Du mois de juin 2009
Juin est un mois qui commence presque toujours avec des sautes d’humeur, comme le temps qu’il fait pendant le tournoi de Roland Garros. Cette période bien connue des météorologistes a été baptisée « la mousson d’Europe ». C’est un mois qui souffle le chaud et le froid, ce qui lui vaut toute une kyrielle de dictons, qui disent tout et le contraire, tant on a besoin que ce mois soit beau pour les foins et pour les moissons.

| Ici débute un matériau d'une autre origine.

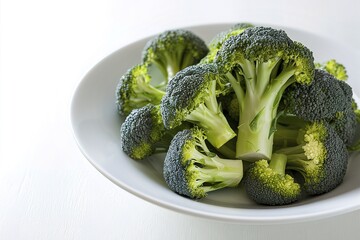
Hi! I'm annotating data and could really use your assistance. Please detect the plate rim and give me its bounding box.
[70,23,360,225]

« Chacun sait, ma saison est belle,
Je suis le mois de juing nommé
Qui fait tondre, la chose est telle,
Brebis, moutons a grant planté.
En tous temps doit estre loué
Celluy qui tant de biens envoyé,
Car en mon temps, c’est vérité,
Abondent tous biens à montjoye… »
Grand Calendrier des bergers, Guiot Marchant 1496
Je suis le mois de juing nommé
Qui fait tondre, la chose est telle,
Brebis, moutons a grant planté.
En tous temps doit estre loué
Celluy qui tant de biens envoyé,
Car en mon temps, c’est vérité,
Abondent tous biens à montjoye… »
Grand Calendrier des bergers, Guiot Marchant 1496
Qualifié de «mois « brillant » de Charlemagne», sans doute à cause de la victoire de celui-ci sur les Lombards en 774. Juin est le mois des jours les plus longs, le mois des roses, de la fauchaison, de la fenaison dans le Midi, de la taille «au vert», des dernières semailles du maïs, du sarrasin et des légumes d’automne. C’est le temps des cerises, des groseilles, des framboises, de la splendeur de la nature et de ses récompenses. Juin nous amène les jours les plus longs avec douze minutes de plus soit une durée de seize heures pour la course du soleil, au moment de son solstice.

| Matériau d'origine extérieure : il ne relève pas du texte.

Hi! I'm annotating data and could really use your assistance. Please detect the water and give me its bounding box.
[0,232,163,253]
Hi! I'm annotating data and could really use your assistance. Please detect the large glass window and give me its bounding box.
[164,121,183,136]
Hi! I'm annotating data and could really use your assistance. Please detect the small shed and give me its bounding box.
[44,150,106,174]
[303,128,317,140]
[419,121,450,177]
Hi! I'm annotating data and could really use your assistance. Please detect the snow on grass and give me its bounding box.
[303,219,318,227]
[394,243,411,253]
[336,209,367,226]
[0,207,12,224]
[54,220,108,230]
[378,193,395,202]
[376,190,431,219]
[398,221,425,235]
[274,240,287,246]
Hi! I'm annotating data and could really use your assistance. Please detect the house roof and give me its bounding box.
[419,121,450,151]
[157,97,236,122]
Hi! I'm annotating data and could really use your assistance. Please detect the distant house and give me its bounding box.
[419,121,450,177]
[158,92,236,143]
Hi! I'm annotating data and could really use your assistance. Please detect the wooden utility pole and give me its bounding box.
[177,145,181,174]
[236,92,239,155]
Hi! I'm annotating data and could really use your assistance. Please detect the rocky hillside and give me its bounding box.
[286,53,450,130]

La pluie de juin est donc redoutée car si elle est persistante elle va entraîner un déficit de chaleur qui pourrait occasionner la dégénérescence des fruits et le pourrissement des fleurs. Le pollen entraîné par les averses, «coule» avant qu’il n’ait pu féconder les fleurs.
«Juin pluvieux vide celliers et greniers» ou encore «Eau de juin ruine le moulin» par voie de conséquence. !
«Temps trop humide en juin, au paysan est grand chagrin».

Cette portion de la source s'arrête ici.